Results are averaged over 3 random seeds to minimize the variation"""

%tensorflow_version 2.x
import tensorflow as tf
device = tf.test.gpu_device_name()
if device != '/device:GPU:0':
  raise SystemError('GPU device not found')
print('Found GPU at: {}'.format(device))

from google.colab import drive
drive.mount('/content/drive')


%cd /content/drive/My Drive/Colab Notebooks

In [0]:
# Importing Libraries
from __future__ import print_function
import torch
import torch.nn as nn
import torch.nn.functional as F

import torch.optim as optim
from torchvision import datasets, transforms
from torch.optim.lr_scheduler import StepLR
import argparse, copy

from model import *
from utils import *
from measures import *

In [0]:
lrs = [3e-6, 9e-6, 3e-5]
avg_train_losses_lrs, avg_test_losses_lrs, avg_difference_test_train_lrs, avg_var_grad_lrs  = [], [], [], []

for lr in lrs:
    print ("learning rate::", lr)

    avg_train_losses, avg_test_losses, avg_difference_test_train, avg_var_grad = [], [], [], []

    seeds = [12345, 1234, 123]
    for seed in seeds:
        print ("seed:::", seed)
        torch.manual_seed(seed)
        device = torch.device("cuda" if torch.cuda.is_available() else "cpu")

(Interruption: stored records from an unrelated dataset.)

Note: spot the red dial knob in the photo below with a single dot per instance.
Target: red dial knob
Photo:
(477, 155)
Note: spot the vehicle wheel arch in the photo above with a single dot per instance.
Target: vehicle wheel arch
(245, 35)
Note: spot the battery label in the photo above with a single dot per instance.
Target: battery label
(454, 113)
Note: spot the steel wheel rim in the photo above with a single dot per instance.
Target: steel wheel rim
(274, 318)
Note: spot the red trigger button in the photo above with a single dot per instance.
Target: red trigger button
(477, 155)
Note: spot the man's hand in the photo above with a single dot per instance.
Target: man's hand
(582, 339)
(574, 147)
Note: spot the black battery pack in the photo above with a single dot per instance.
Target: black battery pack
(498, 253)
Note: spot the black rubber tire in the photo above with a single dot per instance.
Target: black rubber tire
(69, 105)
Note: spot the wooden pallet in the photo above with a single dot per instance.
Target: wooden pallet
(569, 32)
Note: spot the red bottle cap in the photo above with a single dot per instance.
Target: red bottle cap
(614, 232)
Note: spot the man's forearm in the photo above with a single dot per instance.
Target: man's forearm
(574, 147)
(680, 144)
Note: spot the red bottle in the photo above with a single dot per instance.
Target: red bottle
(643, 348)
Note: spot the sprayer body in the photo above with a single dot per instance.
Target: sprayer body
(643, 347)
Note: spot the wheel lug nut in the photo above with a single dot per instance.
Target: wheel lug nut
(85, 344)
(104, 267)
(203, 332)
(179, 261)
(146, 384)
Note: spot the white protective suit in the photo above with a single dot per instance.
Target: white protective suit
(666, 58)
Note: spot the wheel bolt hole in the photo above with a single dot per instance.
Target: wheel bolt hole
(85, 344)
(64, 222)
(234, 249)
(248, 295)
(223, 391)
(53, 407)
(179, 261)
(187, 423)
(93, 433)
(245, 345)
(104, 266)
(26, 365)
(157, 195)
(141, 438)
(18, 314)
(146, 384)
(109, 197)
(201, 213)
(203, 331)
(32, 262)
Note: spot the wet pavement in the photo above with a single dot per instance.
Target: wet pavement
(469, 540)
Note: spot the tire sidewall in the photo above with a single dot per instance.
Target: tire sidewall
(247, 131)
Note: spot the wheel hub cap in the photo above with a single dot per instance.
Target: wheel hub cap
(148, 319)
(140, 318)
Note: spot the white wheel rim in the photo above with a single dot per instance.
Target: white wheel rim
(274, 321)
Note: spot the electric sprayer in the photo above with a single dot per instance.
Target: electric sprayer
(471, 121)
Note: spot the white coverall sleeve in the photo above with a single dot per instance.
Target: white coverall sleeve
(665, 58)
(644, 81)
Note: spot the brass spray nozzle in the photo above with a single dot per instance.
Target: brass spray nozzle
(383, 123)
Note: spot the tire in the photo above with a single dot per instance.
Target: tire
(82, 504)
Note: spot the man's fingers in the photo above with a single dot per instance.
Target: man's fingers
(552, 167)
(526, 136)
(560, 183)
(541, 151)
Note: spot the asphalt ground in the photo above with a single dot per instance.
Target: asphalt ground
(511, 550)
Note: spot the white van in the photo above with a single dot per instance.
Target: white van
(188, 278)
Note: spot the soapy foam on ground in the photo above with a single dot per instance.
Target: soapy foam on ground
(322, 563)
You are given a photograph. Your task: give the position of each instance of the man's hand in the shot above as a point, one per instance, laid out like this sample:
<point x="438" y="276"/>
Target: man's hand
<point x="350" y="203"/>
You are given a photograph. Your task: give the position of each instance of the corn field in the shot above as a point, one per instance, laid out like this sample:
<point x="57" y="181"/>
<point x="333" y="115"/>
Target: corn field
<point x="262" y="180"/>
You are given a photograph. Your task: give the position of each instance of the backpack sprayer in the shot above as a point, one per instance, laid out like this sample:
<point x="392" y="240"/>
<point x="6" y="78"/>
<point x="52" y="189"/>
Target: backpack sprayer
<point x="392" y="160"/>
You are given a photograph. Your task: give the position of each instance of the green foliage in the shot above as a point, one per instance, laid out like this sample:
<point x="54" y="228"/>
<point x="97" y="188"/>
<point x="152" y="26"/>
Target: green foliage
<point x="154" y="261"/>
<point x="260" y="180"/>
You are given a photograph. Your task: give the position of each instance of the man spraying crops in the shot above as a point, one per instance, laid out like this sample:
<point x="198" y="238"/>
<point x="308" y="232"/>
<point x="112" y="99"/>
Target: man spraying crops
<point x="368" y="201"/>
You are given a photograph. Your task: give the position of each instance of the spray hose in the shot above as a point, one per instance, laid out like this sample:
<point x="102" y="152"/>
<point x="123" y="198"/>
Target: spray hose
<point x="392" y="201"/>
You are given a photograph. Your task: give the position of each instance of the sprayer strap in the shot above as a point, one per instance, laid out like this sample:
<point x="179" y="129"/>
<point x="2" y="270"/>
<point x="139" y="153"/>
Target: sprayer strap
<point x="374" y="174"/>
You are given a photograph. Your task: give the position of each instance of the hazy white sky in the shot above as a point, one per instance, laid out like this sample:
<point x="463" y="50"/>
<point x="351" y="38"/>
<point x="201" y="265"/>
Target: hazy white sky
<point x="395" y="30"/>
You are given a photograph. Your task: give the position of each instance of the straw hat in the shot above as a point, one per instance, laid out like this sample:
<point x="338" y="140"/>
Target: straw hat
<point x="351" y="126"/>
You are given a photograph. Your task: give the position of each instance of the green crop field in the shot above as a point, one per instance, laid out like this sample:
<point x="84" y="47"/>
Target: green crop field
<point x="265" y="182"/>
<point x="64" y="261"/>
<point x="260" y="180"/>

        # Model Hyperparamters
        batch_size = 64
        epochs = 14
        lr = lr
        gamma = 0.7
        momentum = 0.9

        use_cuda = torch.cuda.is_available()
        train_loader, val_loader, test_loader, train_size, val_size = dataloaders(batch_size, use_cuda, seed)
        print (train_size, val_size, len(test_loader.dataset))

        model = Net().to(device)

        train_losses, test_losses = [], []
        var_grad_list = []

        optimizer = optim.RMSprop(model.parameters(), lr=lr, momentum=momentum)
        scheduler = StepLR(optimizer, step_size=1, gamma=gamma)

        for epoch in range(1, epochs + 1):
            train_loss = train(model, device, train_loader, optimizer, epoch, batch_size)
            train_losses.append(train_loss)
            train_loss, grad_norms, grad_avg = train_get_grad(model, device, train_loader, optimizer, epoch, batch_size)
            test_loss = test(model, device, test_loader, batch_size)
            test_losses.append(test_loss)
            scheduler.step()

            # computing var_score over one epoch
            variance_score = compute_grad_variance(grad_norms, grad_avg)
            var_grad_list.append(variance_score)
        
        avg_train_losses.append(train_losses) 
        avg_test_losses.append(test_losses)
        avg_var_grad.append(var_grad_list)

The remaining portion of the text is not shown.